Investment analysts and close watchers of this market link this growth to the rising sophistication of the Nigerian consumer, urbanization, improving economic conditions leading to rising purchasing power,  and, to a less extent, activities of government encouraging the entry of international retailers.

These views corroborates a recent report by the Oxford Business Group (OBG), indicating that both foreign and local investors are dramatically expanding their domestic retail footprint in Nigeria.

The report notes that, Shoprite, a South African retail chain, has already opened about nine shops in Nigeria, and has outlined plans to open up to 700 stores in the country in not-too-distant future. In the same vein, Massmart, South Africa’s second-largest retailer after Shoprite, which is partly owned by Walmart, has announced its intention to increase its presence in Nigeria from two to 20 stores.

The OBG report also reveals that Spar, Europe’s largest retail network, is partnering with Nigeria-based Artee Group to tap into the local market, cutting ribbons at new outlets in Lagos and Abuja recently. “Looking ahead, the firms aim to increase their Lagos network and expand into Port Harcourt and Ota in Ogun State over the next six months,” the report adds.

These developments and the attendant opportunities are however, not without their downsides which explains arguments by experts that the developments may lead to complete disappearance of Nigeria’s traditional market, adding that the traditional market would be ignored and Nigerians would no longer purchase locally made products which, in turn, may lead a downturn for local manufacturers.

It is speculated that this argument might have led to the outright ban of certain foreign products especially textiles, from coming into the Nigerian market by the Federal Government.

Analysts are however, of the opinion that the growth constraints in the retail market arise from the absence of synergy and collaboration among investors that would provide a structured leadership for the market.

It is against the backdrop of this perceived gap that Alpha Mead Facilities and Management Services Limited, in collaboration with their foreign technical partners, Cluttons LLP, gathered together retail sector stakeholders for a one-day seminar to share Cluttons’ experience in the management of retail centres and provide useful insights into how the lessons learned could be adopted for a successful management of malls in Nigeria.
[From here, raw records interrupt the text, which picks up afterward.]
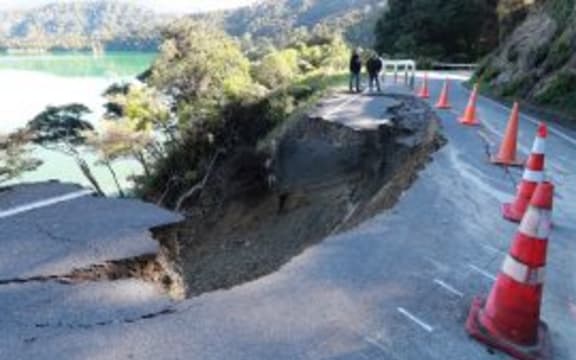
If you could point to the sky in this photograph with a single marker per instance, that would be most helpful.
(167, 6)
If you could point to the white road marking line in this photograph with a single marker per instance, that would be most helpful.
(449, 288)
(420, 323)
(533, 120)
(44, 203)
(377, 344)
(482, 272)
(493, 249)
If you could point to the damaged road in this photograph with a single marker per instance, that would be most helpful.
(398, 286)
(327, 173)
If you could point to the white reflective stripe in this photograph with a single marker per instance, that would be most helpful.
(539, 146)
(537, 223)
(533, 176)
(523, 273)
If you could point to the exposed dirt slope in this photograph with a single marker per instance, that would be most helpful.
(537, 61)
(320, 178)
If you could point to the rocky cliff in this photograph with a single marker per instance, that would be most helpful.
(536, 60)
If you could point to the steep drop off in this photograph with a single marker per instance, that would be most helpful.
(320, 177)
(537, 60)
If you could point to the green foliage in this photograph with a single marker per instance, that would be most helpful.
(284, 22)
(278, 68)
(77, 25)
(458, 30)
(201, 67)
(15, 157)
(239, 126)
(60, 125)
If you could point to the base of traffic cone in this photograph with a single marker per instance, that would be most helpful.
(541, 351)
(497, 161)
(464, 121)
(511, 214)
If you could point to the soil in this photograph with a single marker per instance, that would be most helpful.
(262, 209)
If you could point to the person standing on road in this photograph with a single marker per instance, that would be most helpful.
(374, 67)
(355, 71)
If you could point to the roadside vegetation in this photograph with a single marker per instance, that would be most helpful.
(441, 30)
(203, 100)
(534, 61)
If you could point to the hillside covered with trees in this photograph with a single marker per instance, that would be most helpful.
(537, 58)
(79, 25)
(281, 22)
(450, 30)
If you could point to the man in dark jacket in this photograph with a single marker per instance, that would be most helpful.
(355, 71)
(374, 67)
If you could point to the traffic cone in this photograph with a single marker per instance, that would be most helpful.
(533, 174)
(443, 102)
(509, 319)
(424, 92)
(469, 117)
(507, 154)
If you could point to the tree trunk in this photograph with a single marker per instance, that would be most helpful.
(115, 177)
(88, 174)
(142, 160)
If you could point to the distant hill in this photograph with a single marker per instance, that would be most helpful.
(77, 25)
(279, 20)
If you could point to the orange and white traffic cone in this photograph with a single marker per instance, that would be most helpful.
(424, 92)
(509, 319)
(508, 151)
(469, 118)
(533, 174)
(443, 102)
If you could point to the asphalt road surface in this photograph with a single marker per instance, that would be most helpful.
(397, 287)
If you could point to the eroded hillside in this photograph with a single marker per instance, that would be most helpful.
(537, 60)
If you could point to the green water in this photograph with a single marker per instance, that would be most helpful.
(116, 64)
(30, 83)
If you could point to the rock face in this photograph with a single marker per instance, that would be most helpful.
(537, 60)
(322, 177)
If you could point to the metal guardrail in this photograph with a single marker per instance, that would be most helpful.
(451, 66)
(405, 67)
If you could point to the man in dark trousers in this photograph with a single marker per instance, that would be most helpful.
(374, 67)
(355, 71)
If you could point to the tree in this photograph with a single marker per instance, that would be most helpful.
(201, 67)
(63, 129)
(277, 69)
(442, 29)
(115, 140)
(140, 112)
(15, 158)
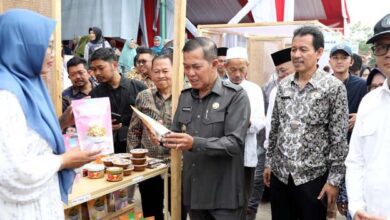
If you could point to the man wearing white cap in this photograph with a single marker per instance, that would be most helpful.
(237, 70)
(368, 173)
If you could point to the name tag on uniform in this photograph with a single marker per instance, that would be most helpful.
(186, 109)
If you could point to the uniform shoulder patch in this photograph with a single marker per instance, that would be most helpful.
(231, 85)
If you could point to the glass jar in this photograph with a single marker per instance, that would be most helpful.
(114, 174)
(95, 171)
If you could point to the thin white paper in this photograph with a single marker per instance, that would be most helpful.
(153, 125)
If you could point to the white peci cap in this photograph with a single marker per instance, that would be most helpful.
(237, 53)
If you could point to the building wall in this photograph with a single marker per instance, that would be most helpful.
(49, 9)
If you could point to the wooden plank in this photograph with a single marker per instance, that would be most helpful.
(215, 27)
(261, 66)
(124, 210)
(57, 74)
(178, 81)
(85, 189)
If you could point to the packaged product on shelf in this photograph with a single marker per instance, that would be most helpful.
(117, 200)
(97, 208)
(93, 123)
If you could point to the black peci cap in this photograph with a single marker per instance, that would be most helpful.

Alpha Mead is the leading facilities management company in Nigeria and, according to Femi Akintunde, the company’s MD/CEO, their interest in retail as an aspect of real estate is because they see the retail space as a recreational facility. We are facilities managers; facilities management is about creating an enabling physical environment for people to live, work and play and it is the in-thing now”, he explained.

The seminar with the theme, ‘Adopting Global Best Practices For Retail Centre Development And Management in Nigeria’, apart from creating a forum for stakeholders to network, deliberate and seek solutions to developmental hitches prevalent in the retail sector, also sought to galvanize the stakeholders into pressure groups that would lobby for favourable government policies for the sector.

There is need for players in the sector to collaborate to form an association that will push the frontiers in order to systematically grow the sector and Akintunde reasoned that the seminar could serve as a good springboard for establishing a networking platform that will help to harmonise the interest of the various  stakeholders.  That collaboration, he added, would contribute to the sustainable growth of the retail industry in Nigeria, hoping that it might evolve into an association like the Retail Industry Leaders Association (RILA) in Washington, USA.

Ian Gladwin, Cluttons’ Head of International operations who was also the keynote speaker at the seminar, noted that there were great opportunities in Nigeria.